Courage or Desperation?


Rodney Warner
Rodney Warner

When I heard what the woman wanted, I thought to myself, you are out of your #^&*ing mind. I was an attorney at the time, working for another attorney and he was putting together a living will for her. We needed to know what level of medical care she wanted in case she couldn’t speak for herself.

She wanted anything and everything done to keep her body going, even if she was brain dead. Any kind of machine, any kind of tube stuck into any part of her body, any kind of drug needed to keep her body going, that’s what she wanted. I couldn’t imagine putting myself, or my family, into a situation like that.

I practiced law for 16 years and for a time had the pleasure of working for a nonprofit legal organization where I provided free legal services to cancer survivors (it was an opportunity for which I’m very grateful). I wrote many living wills and health care powers of attorney. This woman’s approach was in the minority, but there were people who seemed to think they could literally live forever given enough medical intervention.
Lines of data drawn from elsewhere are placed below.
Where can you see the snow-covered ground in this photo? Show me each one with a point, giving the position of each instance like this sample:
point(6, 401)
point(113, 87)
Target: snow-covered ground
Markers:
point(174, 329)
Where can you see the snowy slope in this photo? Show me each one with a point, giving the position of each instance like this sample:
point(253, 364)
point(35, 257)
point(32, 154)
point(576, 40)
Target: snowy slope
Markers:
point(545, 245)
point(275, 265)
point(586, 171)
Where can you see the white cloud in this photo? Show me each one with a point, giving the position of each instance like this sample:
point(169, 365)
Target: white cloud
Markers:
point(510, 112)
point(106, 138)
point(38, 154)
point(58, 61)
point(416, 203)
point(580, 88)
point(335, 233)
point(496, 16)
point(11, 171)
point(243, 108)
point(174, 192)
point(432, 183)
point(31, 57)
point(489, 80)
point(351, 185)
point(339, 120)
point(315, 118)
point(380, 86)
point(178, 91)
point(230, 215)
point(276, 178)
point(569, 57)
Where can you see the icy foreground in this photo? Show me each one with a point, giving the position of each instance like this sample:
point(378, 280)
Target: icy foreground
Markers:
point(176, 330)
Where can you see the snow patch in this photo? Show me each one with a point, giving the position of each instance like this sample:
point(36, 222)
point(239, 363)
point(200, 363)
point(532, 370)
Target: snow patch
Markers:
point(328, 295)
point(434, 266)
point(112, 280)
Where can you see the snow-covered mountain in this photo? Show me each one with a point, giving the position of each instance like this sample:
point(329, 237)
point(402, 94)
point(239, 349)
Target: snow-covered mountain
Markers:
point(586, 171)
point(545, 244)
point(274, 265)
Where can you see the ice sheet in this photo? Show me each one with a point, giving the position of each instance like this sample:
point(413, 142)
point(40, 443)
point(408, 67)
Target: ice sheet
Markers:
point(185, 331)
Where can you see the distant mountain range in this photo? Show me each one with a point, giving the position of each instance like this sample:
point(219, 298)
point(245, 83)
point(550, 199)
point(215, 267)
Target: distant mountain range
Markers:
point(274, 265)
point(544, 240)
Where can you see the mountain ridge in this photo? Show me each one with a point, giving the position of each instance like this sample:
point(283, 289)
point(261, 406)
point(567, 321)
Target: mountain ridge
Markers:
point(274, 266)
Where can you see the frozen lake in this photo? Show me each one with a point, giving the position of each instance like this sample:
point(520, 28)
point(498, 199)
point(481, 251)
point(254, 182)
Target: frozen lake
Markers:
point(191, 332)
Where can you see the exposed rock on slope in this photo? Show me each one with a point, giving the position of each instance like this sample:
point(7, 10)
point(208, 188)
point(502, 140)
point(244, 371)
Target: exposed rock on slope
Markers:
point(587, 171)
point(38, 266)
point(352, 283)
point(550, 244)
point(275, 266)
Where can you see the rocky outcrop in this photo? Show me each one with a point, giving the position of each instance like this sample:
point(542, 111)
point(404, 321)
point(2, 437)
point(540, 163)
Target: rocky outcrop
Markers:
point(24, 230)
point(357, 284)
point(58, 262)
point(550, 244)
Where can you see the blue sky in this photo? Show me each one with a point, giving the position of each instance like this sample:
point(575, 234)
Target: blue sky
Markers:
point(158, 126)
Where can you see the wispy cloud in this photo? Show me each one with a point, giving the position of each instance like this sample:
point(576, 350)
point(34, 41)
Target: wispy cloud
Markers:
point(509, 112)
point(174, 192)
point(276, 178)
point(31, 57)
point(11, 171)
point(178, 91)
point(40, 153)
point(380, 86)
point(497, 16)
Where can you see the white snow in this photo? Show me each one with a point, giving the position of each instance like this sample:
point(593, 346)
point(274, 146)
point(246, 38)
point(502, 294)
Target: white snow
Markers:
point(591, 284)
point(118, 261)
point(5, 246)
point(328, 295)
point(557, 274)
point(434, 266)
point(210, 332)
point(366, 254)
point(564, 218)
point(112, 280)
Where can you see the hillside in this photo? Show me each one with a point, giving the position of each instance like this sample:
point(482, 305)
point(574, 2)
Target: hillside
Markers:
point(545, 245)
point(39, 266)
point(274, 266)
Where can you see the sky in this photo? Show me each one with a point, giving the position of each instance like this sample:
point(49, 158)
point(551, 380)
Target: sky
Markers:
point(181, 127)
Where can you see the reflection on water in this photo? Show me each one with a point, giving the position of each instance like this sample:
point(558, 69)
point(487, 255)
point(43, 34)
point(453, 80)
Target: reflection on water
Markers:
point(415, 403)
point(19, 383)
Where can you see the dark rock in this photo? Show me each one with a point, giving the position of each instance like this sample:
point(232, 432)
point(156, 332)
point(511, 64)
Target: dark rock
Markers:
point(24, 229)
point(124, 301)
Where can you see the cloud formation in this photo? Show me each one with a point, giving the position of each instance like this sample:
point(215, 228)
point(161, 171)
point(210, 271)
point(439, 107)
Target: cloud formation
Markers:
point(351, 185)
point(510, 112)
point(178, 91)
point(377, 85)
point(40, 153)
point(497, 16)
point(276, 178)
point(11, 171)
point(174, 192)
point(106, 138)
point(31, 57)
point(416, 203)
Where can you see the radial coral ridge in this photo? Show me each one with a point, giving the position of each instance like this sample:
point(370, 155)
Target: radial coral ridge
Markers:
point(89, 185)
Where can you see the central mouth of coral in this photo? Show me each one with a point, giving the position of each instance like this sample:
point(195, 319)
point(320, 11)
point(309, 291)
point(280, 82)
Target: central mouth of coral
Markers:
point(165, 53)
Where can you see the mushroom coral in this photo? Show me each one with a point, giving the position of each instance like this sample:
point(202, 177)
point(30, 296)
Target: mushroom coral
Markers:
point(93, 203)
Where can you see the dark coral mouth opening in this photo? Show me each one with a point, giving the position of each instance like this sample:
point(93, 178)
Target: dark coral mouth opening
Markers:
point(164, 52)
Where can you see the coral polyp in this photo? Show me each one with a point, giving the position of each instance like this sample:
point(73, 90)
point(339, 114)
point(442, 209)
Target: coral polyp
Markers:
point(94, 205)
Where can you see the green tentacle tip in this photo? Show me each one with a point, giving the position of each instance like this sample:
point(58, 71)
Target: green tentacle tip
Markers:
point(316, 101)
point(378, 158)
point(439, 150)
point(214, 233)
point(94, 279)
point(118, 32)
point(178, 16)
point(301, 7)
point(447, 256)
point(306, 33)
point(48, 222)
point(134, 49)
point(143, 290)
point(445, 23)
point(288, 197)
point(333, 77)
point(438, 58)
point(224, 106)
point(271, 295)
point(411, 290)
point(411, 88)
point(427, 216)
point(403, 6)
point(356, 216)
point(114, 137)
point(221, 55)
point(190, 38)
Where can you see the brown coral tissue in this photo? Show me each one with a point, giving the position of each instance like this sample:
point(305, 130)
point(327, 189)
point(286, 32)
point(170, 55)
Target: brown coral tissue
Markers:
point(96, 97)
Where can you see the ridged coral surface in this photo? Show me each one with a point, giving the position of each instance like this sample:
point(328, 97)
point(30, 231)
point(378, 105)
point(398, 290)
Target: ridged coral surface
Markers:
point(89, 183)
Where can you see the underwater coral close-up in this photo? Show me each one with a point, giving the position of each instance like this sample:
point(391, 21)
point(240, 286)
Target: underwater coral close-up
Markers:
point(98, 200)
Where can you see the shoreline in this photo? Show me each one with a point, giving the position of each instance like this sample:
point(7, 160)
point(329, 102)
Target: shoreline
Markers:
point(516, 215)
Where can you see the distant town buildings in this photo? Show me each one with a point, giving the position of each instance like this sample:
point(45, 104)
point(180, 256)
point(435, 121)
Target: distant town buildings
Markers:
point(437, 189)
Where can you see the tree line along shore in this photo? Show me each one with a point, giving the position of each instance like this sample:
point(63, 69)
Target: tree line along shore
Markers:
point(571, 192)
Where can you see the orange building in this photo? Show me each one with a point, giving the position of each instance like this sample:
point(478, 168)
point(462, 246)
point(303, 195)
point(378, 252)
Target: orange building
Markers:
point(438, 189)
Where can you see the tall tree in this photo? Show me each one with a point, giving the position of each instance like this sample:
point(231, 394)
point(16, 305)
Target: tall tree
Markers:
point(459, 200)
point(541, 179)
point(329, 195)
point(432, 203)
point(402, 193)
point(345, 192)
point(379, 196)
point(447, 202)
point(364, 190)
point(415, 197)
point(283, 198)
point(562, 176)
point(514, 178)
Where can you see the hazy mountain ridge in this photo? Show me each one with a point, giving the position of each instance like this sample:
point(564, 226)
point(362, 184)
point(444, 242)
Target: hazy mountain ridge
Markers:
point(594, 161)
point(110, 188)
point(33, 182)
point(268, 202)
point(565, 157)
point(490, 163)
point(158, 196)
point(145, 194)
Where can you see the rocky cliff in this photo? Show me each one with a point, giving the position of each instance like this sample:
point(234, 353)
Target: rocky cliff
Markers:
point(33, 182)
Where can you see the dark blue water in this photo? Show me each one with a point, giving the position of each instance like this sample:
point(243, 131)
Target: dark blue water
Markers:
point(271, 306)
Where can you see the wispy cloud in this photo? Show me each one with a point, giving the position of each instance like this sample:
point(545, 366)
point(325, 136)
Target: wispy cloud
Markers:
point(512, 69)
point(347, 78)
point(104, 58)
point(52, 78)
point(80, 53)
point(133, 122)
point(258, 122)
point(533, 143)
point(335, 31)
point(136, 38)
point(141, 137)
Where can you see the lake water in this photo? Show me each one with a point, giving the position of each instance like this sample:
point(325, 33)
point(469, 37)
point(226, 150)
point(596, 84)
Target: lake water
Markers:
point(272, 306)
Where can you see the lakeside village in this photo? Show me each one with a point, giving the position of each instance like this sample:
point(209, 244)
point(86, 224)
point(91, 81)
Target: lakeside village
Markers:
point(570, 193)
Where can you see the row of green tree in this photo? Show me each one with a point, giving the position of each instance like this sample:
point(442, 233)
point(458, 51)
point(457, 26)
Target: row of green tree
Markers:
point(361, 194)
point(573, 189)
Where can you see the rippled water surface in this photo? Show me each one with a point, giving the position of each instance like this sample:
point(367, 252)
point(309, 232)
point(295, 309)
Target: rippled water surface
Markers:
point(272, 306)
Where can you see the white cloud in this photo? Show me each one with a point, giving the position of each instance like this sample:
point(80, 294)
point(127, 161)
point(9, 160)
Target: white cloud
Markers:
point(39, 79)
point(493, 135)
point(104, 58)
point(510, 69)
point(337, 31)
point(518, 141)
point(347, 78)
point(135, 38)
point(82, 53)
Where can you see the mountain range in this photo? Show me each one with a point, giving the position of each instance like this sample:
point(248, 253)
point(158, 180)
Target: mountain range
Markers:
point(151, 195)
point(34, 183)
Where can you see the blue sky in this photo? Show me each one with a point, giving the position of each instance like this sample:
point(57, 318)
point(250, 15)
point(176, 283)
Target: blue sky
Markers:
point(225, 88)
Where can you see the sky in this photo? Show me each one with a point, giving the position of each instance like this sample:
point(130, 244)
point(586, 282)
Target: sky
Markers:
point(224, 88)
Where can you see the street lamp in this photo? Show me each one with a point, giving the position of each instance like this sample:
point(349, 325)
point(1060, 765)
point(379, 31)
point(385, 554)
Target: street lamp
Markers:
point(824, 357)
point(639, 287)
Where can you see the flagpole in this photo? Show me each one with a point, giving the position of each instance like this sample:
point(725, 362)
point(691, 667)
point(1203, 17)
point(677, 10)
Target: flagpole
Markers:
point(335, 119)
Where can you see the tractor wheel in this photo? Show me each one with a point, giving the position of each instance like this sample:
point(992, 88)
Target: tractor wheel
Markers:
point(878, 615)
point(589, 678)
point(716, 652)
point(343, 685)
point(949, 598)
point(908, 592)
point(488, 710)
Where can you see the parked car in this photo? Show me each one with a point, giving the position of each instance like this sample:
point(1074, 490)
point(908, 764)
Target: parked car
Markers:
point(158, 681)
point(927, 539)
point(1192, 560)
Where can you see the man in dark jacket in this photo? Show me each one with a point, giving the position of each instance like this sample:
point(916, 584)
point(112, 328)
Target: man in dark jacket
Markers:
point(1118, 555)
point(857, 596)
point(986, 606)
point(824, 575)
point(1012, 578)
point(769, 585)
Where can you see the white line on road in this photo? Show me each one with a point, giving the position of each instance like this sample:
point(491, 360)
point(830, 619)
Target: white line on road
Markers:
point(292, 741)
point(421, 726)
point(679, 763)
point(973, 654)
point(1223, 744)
Some years ago, near where I live, a daughter sued her mother concerning the care of her father (and the mother’s husband). He was dying of dementia and in a nursing home. When he was of sound mind he also had a living will done. He didn’t want any heroic medical intervention, including a feeding tube (which is inserted surgically from outside the body into the stomach so nutrition could be put in the stomach). His disease advanced to the point where he was unconscious and he lost the ability to swallow.

His wife told the nursing home to insert the feeding tube to keep her husband’s body alive, contrary to her husband’s wishes and even though the disease had essentially rotted his brain to the point of no return. There wasn’t a feeding tube on the planet that was going to bring her husband back.

The daughter sued the nursing home and her mother to enforce the living will and a judge found in the daughter’s favor. The feeding tube was removed and the patient’s body died, his brain had ceased to function some time earlier.

Do we have such a phobia of death that we will take any and all measures to keep us going, even though eventually we know that those measures will eventually be futile? Cancer patients are called courageous when they take on one treatment after another, no matter how severe the side effects or the objective facts that the treatments are more likely to shorten, not prolong, life while degrading the quality of what life is left. Is that courage or simply denial and desperation to avoid death?

Our willingness to go the extra medical mile to try to avoid the inevitable is the subject of a piece written for The Guardian, a newspaper in the United Kingdom. Although I think the author’s view is a little too dark for me, it’s worth reading and thinking about.

My mother-in-law died some years ago. She survived breast cancer and a heart attack, but after a series of strokes she was severely debilitated. Betty worked in hospitals for a number of years and later in life saw many friends meet their ends. An end connected to machines and tubes was not something Betty wanted and she decided that was not for her.

Her strokes impacted her ability to swallow and she didn’t want a feeding tube, even though she knew it would hasten her death, but it was the kind of death she preferred. Betty didn’t run and hide from death. She knew it was coming and faced it on her own terms. If that’s not courage, what is?

When we talk about patients being courageous, I think it’s the Bettys of the world who need recognition. As much as we don’t want to admit “defeat” to a disease like cancer, how is ending our lives pumped full of pharmaceuticals that provide us little benefit and hooked up to machines that may keep one organ or another functioning for a limited time a “win”?